Orrett, who’s from Wells, England, played with Hyams on their country’s under-16 and under-18 teams. Orrett’s experience at UVa piqued Hyams’ interest in attending college in the United States. Madison’s assistants then included Michael Boal, an Englishman who began recruiting Hyams for the `Hoos.

“I liked the idea of not having to choose one subject outright to study, which is very different [from] at home,” recalled Hyams, who has yet to choose a major at UVa. “When you’re 18 [in England], you go to university and you do one subject for three years. So I liked the idea of getting to know what I wanted to do and taking a little bit longer to figure out what I was interested in.

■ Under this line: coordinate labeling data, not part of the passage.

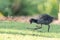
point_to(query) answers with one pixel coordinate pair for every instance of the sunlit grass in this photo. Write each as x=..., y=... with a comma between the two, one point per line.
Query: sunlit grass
x=27, y=29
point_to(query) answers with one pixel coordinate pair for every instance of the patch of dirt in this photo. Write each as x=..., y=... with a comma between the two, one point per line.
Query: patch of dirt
x=22, y=37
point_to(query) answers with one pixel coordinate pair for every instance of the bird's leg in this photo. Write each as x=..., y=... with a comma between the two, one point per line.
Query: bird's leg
x=48, y=27
x=38, y=27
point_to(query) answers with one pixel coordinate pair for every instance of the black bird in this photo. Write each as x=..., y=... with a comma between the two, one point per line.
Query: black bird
x=44, y=19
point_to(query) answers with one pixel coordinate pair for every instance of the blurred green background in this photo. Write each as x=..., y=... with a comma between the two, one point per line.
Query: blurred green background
x=29, y=7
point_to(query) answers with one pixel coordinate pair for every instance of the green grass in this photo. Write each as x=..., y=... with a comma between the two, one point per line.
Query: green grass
x=27, y=29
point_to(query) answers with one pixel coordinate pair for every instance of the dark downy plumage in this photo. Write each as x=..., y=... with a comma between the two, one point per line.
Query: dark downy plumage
x=44, y=19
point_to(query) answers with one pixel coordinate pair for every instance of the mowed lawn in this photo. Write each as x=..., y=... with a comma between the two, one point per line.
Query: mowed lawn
x=26, y=29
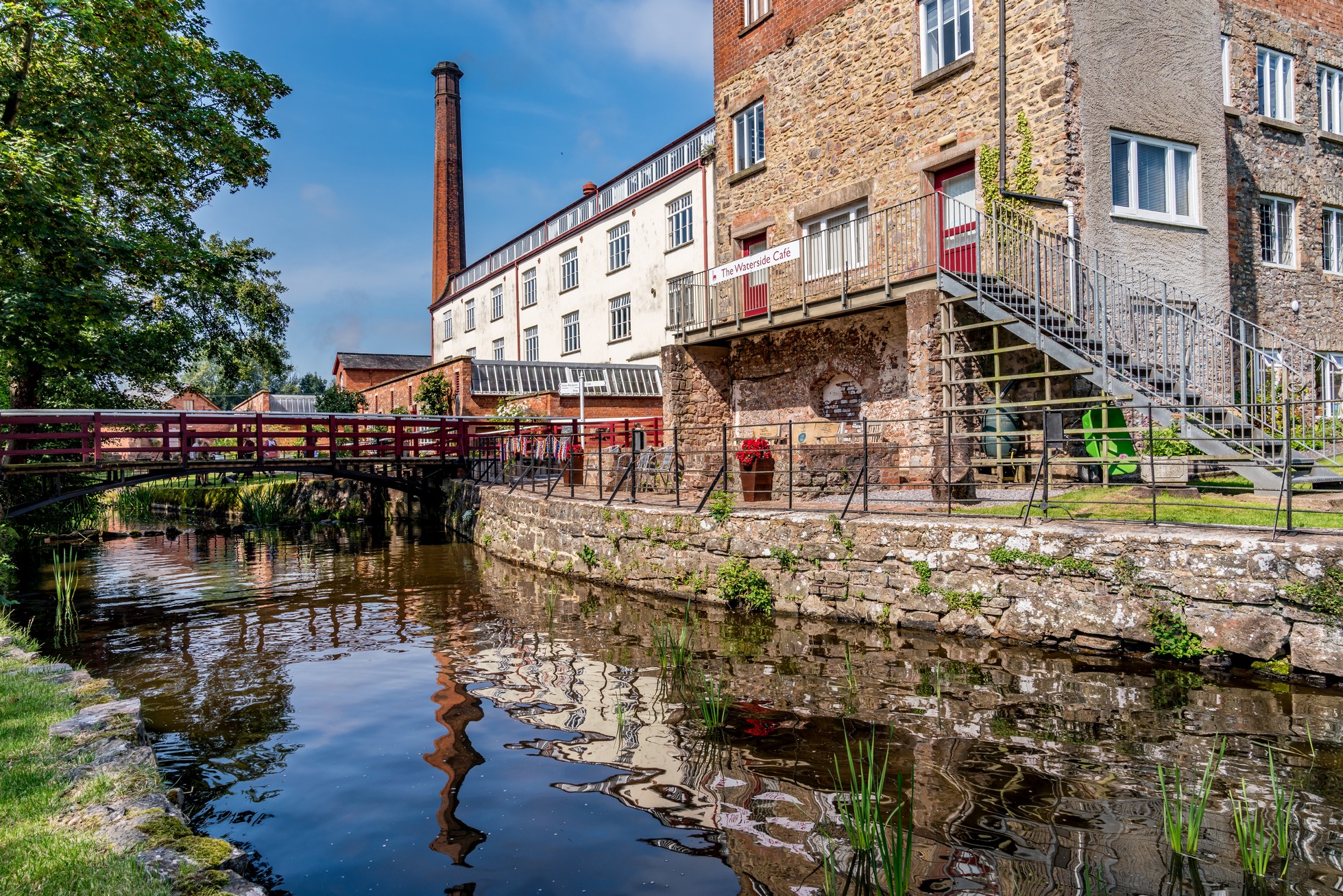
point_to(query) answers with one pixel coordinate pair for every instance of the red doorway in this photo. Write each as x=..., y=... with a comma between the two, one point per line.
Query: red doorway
x=956, y=219
x=755, y=291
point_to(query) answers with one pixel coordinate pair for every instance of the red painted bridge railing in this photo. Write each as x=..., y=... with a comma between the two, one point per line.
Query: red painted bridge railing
x=32, y=441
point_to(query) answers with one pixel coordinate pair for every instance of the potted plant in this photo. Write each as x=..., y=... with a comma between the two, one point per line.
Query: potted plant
x=756, y=463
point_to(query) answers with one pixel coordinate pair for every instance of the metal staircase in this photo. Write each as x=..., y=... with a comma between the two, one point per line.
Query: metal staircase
x=1243, y=394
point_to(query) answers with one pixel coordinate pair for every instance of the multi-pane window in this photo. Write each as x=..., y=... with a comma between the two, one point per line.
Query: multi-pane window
x=1277, y=232
x=570, y=269
x=836, y=241
x=946, y=30
x=529, y=288
x=571, y=332
x=755, y=10
x=621, y=317
x=1329, y=85
x=749, y=134
x=1154, y=179
x=1277, y=85
x=618, y=246
x=1333, y=241
x=680, y=221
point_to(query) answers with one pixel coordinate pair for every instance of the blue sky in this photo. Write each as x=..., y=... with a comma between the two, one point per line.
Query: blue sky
x=557, y=93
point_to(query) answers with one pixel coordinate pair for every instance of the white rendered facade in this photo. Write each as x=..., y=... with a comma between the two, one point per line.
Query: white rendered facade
x=623, y=243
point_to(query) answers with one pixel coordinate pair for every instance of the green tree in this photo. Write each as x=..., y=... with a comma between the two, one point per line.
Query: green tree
x=434, y=396
x=120, y=120
x=340, y=400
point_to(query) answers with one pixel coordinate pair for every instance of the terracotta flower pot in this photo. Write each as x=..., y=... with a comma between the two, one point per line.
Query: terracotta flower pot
x=758, y=481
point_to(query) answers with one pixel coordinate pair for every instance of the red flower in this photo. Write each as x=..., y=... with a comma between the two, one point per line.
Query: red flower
x=753, y=450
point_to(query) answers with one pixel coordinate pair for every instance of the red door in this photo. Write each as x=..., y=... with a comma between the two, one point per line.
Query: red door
x=956, y=217
x=755, y=291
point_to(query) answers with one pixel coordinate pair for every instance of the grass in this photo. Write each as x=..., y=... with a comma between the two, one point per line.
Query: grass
x=38, y=859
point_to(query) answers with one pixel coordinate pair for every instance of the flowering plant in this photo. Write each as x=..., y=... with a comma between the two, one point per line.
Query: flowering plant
x=753, y=450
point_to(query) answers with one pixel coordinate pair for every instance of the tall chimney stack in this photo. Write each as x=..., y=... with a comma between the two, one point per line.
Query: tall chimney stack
x=449, y=214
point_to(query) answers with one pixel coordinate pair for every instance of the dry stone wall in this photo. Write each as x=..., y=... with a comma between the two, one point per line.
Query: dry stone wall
x=1080, y=586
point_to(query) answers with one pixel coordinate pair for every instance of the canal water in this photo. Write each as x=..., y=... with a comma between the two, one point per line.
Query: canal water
x=375, y=712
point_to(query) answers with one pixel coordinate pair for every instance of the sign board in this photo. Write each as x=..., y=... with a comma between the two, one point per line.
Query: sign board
x=751, y=264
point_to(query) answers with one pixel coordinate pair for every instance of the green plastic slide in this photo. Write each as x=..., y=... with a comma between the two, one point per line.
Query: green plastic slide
x=1107, y=435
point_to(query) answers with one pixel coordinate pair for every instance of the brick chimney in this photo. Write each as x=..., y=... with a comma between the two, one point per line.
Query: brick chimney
x=449, y=214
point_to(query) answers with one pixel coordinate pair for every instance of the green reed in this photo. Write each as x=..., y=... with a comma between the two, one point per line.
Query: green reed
x=66, y=571
x=1182, y=813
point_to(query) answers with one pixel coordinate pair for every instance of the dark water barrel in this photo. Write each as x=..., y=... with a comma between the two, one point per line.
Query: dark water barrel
x=1001, y=439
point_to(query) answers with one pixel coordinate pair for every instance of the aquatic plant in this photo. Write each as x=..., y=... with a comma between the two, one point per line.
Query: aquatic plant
x=1182, y=813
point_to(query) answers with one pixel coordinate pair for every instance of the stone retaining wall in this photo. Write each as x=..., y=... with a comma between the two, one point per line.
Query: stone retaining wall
x=1079, y=586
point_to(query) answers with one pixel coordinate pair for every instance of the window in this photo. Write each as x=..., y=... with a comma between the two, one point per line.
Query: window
x=529, y=288
x=571, y=332
x=1333, y=241
x=680, y=221
x=749, y=134
x=946, y=29
x=621, y=317
x=1154, y=179
x=1277, y=232
x=618, y=246
x=1277, y=85
x=1329, y=85
x=568, y=269
x=836, y=241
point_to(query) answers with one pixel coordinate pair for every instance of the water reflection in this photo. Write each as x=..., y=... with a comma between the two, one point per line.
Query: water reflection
x=371, y=712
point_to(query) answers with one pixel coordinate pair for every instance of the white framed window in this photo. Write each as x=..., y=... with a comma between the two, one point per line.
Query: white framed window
x=1333, y=234
x=618, y=246
x=1277, y=85
x=680, y=221
x=749, y=134
x=570, y=270
x=529, y=288
x=1277, y=232
x=947, y=34
x=1152, y=179
x=1329, y=85
x=571, y=332
x=836, y=241
x=755, y=10
x=621, y=317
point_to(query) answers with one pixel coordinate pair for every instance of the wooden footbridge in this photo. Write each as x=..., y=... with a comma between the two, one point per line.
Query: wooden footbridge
x=85, y=452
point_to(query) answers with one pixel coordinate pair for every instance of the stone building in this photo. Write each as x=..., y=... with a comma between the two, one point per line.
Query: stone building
x=1183, y=163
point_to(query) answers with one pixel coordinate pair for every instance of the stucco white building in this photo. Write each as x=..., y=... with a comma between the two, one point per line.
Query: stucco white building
x=590, y=284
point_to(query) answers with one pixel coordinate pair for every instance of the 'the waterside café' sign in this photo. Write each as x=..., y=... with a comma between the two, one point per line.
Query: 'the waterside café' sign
x=751, y=264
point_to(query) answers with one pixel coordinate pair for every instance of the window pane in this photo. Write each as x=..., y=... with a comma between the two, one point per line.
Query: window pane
x=1151, y=178
x=1183, y=163
x=1119, y=172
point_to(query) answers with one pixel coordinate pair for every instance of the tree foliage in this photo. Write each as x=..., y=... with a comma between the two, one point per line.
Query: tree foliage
x=120, y=120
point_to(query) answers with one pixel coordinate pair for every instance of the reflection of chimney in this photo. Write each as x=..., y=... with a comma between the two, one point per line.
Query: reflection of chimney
x=449, y=215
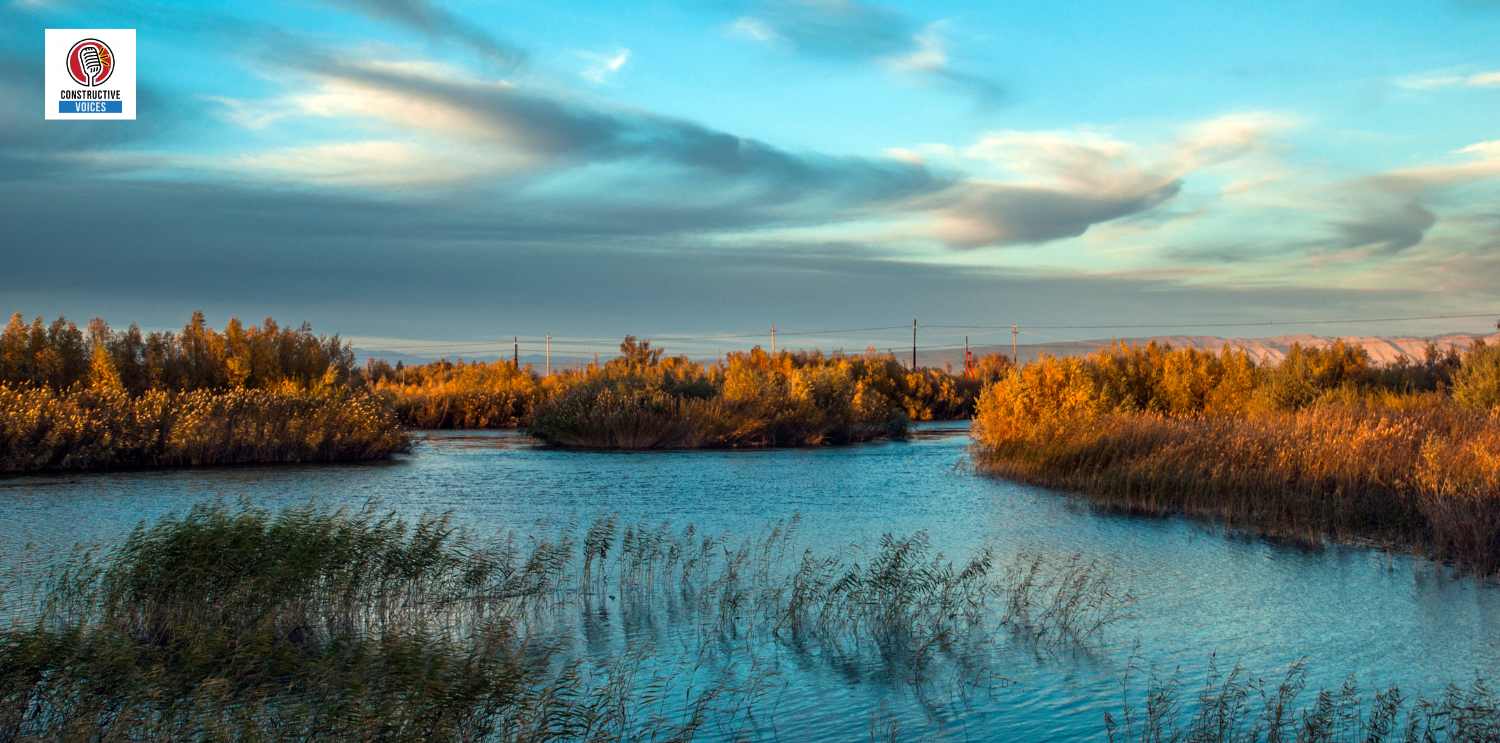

“In terms of the hockey, I’d been in the England system for a long period of time, like four or five years, and I’d kind of got to the stage where I needed a break. I thought my best break would be to come and try something new, and this was kind of my best option.”

Until last summer, Hyams had been to America only once, for several days, on her official visit to UVa.

“I didn’t really have that many expectations,” she recalled, “because prior to coming here before preseason I didn’t really have time to think. I’d literally just finished the Junior World Cup, so I didn’t really have time to consider what it might be like [in the U.S.]. And then as soon as I got here, I was thrown into preseason. You just don’t have time to think.

“It was kind of nice not to have expectations and just kind of go with the flow a little bit.”

As a UVa second-year, she’s more familiar with her surroundings, and that’s a positive, Hyams said.

“Having a year here really helped me kind of settle in and get used to things and get to know American culture a little bit better, and just how things work, really,” she said.

Her first college season ended on a disappointing note. In the first round of the NCAA tournament, Massachusetts upset Virginia 4-3 in overtime.

“We had a lot of talented players last year, and I think during the season we played some of the best hockey that was really possible for us, and unfortunately it didn’t really work out at the end,” Hyams said. “Hopefully this year we can change that. I hope that we can kind of peak at the end of the season, when it really matters. I think we’ve got a really, really good chance.”

With her international experience, Hyams is not a typical sophomore. Teammates such as Vittese and Nadine de Koning, a freshman from Netherlands, are similarly seasoned, and so they’ll “have to really rise to the top [this season], regardless of their age,” Madison said.

Hyams returned to Charlottesville this summer “extremely fit and focused,” Madison said. “She’s got to run the system now, run the systems on attack and defense. She’s in the middle of the field, so her effort and her work rate is critical to the team’s tempo.”

The core of this team should be together for the next three seasons, which bodes well for the future of UVa field hockey. The Cavaliers advanced to the Final Four in 2009 and ’10, and the program’s goals remain as high as ever.

“That’s what we’re building [toward],” Madison said. “With youth you never know. Consistency is also always a challenge, but we’ll see. They believe, that second-year class. They came with the intention of winning championships. They haven’t let up in any way with that focus.”